Stefan_Bauer · February 18, 2020, 6:41pm

Hi,

our setup is simple. We want to backup a set of 5 VM image backups to webdav.

backup1.img
backup2.img
backup3.img
backup4.img
backup5.img

Images are uncompressed disks (ntfs,ext4) - each around 50GB.

Now the strange thing:

By only changing just a few bytes in the virtual machines and dumping another backup1.img and transfering this files to webdav, i would expect only a small amount of data to be transfered remotely.

However mostly around 20-30% of the total VM size, will get transfered again. am i doing something wrong?

I’m sticking to defaults and havent touched any options so far.

Thank you.

drwtsn32 · February 18, 2020, 8:29pm

Probably not. Duplicati takes the file and breaks it up into 100KiB chunks. If a single byte within that chunk is different, it is considered a new block and the entire chunk needs to be reuploaded.

Say you have a 1GB file and a few bytes are INSERTED near the beginning of the file. The 100KiB block that contains those few bytes will be new, as will ALL blocks after it. This is because the data is shifted and the 100KiB boundaries will be in different spots.

What are you doing to create these VM “dumps”? If they were just copies of the VHD/VMDK files, I would think the deduplication would be pretty decent, if only a small amount of data is changed within those disks. But if you are doing something more complex than VHD/VMDK copyinig, that may not be the case.

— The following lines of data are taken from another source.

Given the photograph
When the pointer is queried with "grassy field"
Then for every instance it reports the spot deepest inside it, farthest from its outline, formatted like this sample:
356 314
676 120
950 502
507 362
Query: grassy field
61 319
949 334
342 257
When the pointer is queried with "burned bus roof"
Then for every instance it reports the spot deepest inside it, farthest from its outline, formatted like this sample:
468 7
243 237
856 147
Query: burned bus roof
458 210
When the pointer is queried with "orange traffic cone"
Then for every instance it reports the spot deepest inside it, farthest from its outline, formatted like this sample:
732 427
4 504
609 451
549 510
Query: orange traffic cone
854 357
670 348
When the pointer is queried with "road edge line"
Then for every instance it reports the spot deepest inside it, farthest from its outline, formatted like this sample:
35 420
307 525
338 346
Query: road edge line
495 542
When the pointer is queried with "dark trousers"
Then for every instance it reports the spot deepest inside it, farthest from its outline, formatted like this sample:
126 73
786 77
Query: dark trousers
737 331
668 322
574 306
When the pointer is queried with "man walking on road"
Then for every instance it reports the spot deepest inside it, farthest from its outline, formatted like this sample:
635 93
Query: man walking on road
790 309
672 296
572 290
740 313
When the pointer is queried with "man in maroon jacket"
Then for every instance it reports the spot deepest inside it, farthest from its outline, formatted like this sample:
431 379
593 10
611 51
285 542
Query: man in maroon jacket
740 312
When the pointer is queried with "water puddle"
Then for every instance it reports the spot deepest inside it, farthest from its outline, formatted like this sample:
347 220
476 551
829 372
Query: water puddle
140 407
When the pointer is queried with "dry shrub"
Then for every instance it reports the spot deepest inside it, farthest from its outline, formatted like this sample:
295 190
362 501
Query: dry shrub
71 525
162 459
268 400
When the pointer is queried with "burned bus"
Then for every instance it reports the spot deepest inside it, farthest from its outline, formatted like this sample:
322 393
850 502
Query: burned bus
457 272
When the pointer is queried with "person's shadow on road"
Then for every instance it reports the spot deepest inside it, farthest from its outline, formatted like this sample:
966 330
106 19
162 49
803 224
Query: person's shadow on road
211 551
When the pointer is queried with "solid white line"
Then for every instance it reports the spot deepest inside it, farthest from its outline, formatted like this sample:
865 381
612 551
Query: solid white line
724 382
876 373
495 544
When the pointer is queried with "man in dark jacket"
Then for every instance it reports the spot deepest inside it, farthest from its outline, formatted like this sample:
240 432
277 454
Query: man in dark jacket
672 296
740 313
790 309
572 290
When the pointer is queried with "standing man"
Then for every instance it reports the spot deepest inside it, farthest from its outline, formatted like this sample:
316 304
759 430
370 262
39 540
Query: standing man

Stefan_Bauer · February 19, 2020, 6:58am

It’s just a vzdump with proxmox. The resulting files are the raw disks - containing 1-3 partitions - without compression.
The changes are indeed small, but as you mentioned, due to the shifting, even a tiny change, will shift alll blocks until the end.

Just tested again. Changed a 1MB file in a 5,5GB image resulted in around 1,4GB of new data at the destination.

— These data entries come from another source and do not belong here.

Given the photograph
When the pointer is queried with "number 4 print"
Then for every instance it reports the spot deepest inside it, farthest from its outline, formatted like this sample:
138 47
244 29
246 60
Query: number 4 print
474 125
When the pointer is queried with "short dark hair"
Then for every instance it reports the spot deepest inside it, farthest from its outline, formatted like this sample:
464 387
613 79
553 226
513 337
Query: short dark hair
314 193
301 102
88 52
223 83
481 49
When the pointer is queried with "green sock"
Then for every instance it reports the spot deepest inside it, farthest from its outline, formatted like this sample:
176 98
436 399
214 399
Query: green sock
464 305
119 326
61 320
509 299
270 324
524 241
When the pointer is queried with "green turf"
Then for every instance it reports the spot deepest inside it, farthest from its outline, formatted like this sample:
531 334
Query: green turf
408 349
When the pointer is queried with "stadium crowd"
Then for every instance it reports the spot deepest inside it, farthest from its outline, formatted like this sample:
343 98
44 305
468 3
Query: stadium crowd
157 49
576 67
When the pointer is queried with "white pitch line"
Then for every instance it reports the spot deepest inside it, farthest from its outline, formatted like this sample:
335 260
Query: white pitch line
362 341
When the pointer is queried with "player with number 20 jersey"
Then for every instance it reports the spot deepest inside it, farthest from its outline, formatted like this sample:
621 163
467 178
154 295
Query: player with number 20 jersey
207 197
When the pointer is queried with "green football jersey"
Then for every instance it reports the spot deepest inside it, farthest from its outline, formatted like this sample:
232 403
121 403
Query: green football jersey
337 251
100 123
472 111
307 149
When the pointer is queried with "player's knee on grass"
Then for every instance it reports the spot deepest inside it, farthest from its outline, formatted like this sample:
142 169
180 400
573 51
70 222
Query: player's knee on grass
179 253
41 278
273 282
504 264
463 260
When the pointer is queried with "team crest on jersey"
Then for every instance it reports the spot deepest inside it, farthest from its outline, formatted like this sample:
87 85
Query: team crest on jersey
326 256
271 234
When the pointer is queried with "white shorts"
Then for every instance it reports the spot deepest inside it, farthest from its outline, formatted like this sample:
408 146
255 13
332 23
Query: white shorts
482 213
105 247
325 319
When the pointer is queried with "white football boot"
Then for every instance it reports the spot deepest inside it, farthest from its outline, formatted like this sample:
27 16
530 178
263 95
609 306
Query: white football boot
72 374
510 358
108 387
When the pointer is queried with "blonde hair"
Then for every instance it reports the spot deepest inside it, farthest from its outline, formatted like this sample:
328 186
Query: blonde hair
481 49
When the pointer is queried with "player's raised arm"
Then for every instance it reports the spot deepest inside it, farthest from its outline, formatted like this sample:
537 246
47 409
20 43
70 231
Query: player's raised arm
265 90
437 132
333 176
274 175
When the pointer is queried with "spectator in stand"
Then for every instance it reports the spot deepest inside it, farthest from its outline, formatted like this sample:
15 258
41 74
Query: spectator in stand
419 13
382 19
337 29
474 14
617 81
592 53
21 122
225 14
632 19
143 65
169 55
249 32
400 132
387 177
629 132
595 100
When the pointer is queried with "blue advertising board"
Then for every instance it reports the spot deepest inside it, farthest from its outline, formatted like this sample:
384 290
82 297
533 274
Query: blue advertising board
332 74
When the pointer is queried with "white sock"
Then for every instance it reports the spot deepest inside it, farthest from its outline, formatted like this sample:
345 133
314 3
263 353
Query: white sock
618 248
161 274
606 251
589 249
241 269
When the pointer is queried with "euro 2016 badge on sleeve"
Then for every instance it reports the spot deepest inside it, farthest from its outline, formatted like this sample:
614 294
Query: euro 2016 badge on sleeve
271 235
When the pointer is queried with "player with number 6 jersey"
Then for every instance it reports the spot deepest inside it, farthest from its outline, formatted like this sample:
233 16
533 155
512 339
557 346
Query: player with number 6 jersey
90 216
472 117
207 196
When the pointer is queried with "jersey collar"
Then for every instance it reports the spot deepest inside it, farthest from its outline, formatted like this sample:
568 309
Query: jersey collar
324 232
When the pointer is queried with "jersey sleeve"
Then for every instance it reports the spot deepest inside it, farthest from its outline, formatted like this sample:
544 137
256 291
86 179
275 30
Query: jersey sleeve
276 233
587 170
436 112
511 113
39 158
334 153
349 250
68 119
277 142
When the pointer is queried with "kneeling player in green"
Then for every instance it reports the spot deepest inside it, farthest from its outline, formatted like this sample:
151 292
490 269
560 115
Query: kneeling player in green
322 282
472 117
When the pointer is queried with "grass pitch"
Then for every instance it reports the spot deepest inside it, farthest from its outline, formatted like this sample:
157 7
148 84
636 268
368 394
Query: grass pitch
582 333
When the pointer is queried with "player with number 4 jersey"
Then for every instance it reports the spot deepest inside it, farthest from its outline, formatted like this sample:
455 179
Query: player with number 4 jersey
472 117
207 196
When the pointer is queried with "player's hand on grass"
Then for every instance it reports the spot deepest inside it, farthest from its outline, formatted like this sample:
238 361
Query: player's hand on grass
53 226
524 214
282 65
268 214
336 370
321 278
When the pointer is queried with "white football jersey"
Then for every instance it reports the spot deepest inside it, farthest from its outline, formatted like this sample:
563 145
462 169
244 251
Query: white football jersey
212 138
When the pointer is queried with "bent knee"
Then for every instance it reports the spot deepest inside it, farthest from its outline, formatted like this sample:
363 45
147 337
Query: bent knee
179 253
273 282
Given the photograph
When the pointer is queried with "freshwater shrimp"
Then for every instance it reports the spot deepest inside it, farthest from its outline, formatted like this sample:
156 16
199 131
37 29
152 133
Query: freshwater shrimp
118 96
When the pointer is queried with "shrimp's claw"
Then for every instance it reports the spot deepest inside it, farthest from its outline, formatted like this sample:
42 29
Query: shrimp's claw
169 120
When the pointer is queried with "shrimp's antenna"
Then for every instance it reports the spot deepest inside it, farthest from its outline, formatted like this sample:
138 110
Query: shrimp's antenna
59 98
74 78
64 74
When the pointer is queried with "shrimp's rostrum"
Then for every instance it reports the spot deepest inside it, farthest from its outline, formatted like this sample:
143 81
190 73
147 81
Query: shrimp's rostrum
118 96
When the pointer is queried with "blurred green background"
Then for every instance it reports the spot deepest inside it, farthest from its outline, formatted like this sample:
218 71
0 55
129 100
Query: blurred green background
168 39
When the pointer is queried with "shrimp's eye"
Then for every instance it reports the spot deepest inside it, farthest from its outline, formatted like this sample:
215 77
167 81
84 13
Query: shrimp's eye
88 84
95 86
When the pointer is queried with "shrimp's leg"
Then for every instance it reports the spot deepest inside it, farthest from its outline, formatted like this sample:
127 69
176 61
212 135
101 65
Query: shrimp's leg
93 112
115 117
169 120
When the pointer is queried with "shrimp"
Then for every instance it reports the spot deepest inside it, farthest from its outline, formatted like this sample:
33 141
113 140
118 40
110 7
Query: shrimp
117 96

drwtsn32 · February 19, 2020, 1:45pm

I’m not familiar with vzdump but if it generates dumps by talking to the hypervisor while the VMs are running, then yeah I’m guessing it creates dumps that are enough different from the original VM disks that it causes duplicati deduplication to not work so well. Also, if the dumps are compressed then that’s almost guaranteed to cause poor(er) deduplication. You MAY want to experiment with using vzdump with no compression (if that’s possible). Edit to add: sorry, just re-read that these are uncompressed files.

Is deduplication efficiency your top priority with backups? Some other backup programs have more robust deduplication, where the dedupe chunk size is variable to help catch things like this. I don’t know if it would work better in your case or not, but it might.